6. Les grands groupes supplantent les familles
D’après les statistiques, autour de 60 % des propriétés sont aux mains de familles, même si elles sont de plus en plus souvent organisées sous forme sociétaire pour optimiser les charges sociales et fiscales. La surface moyenne en Bordelais est à 17 ha, ce qui est plutôt bas. Les grands groupes sont surtout en Médoc et à Saint-Émilion. Banques, assureurs et autres multinationales y investissent souvent dans la qualité.
7. Beaux et grands châteaux en pierre sont partout
Contrairement aux images d’Épinal, on est loin d’avoir partout d’imposants châteaux en pierre, avec tourelles et grilles en fer forgé. La route des châteaux du Médoc ou des communes comme Saint-Émilion ou Léognan, avec leurs magnifiques bâtisses, sont plutôt des exceptions. Elles attirent cependant l’essentiel des touristes et font rêver, un point clef pour les affaires. N’oublions pas non plus que 40 % des vignerons sont coopérateurs et sont loin de rouler sur l’or.
8. On y épand davantage de produits phytosanitaires
Avec une affaire d’épandage de produits de traitement près d’une école en Haute-Gironde, des émissions de TV récentes ou le dernier numéro de Que Choisir sur des résidus dans les vins de grands châteaux, les projecteurs sont braqués sur un vignoble girondin qui serait plus « accro » que d’autres aux phytosanitaires. Un a priori démenti par les chiffres. Sur le pluvieux millésime 2013 (dernière enquête complète menée sur le sujet par le Ministère de l’agriculture), un vigneron bordelais a épandu en moyenne 23 molécules de produits phytosanitaires sur ses parcelles (fongicide, insecticide, herbicide). Un niveau identique à la Bourgogne ou à la Champagne. Le Gers fait moins bien (27), le Languedoc, avec son climat sec, mieux (16).

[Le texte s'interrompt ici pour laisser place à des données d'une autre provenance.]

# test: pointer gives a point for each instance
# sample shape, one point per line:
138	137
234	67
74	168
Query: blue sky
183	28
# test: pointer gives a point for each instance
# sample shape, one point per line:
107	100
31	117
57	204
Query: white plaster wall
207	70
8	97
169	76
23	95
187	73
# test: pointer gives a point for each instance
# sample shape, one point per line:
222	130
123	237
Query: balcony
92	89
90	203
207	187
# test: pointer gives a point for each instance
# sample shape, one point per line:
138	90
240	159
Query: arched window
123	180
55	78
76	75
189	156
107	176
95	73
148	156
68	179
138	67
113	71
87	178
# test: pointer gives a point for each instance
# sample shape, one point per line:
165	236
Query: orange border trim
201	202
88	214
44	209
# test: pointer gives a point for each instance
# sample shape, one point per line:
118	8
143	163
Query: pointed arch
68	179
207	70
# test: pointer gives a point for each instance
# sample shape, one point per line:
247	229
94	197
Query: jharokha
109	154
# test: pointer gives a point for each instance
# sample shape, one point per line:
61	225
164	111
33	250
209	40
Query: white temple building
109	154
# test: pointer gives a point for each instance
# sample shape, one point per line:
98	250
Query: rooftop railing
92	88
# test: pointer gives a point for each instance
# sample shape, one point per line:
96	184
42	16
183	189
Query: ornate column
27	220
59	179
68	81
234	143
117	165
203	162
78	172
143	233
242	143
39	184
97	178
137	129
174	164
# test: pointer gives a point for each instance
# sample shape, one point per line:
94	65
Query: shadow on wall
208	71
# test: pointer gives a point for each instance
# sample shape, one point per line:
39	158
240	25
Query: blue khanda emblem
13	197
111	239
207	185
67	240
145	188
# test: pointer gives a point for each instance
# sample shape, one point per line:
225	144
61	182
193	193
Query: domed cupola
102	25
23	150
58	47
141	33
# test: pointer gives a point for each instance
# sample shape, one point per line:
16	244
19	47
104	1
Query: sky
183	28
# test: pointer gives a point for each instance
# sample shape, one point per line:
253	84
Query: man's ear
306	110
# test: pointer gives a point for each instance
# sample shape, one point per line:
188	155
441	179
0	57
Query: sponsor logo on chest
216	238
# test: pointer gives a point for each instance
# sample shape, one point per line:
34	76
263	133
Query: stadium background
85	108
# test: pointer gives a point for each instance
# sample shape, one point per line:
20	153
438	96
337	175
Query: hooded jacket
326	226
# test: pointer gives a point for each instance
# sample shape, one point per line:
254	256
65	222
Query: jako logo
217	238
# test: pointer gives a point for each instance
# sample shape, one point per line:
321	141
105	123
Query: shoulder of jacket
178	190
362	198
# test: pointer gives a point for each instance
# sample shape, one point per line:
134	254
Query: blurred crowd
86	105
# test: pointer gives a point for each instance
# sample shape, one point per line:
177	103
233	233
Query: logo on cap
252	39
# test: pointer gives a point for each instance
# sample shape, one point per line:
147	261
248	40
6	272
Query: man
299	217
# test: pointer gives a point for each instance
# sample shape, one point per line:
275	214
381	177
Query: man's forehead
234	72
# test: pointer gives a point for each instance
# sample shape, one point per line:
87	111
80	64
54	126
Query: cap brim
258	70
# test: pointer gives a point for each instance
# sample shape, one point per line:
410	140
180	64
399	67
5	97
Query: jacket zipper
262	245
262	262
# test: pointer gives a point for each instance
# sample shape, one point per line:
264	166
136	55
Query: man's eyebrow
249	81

9. La vendange se fait surtout à la main
Dans les journaux, les photos de jeunes filles coupant le raisin à la main sont plus « sympa » que de grosses machines à vendanger. Pourtant, la récolte se fait mécaniquement sur 75 % des surfaces. Un chiffre à la hausse car, à qualité de récolte quasi égale, la machine est plus pratique et moins chère.
10. La majorité des vins sont élevés en fûts de chêne
Autre déformation imputable à nos sociétés où l’image prime, il est toujours plus agréable de montrer un vigneron dans un chai à barriques, le bois étant un matériau noble. Au point que l’on pourrait penser que l’élevage en fûts de chêne est la norme. C’est pourtant une exception, réservée aux vins haut de gamme, car les barriques sont chères (600 à 800 euros). D’après les tonneliers, environ 15 % de la production bordelaise est concernée. C’est 1 à 2 % seulement au plan mondial.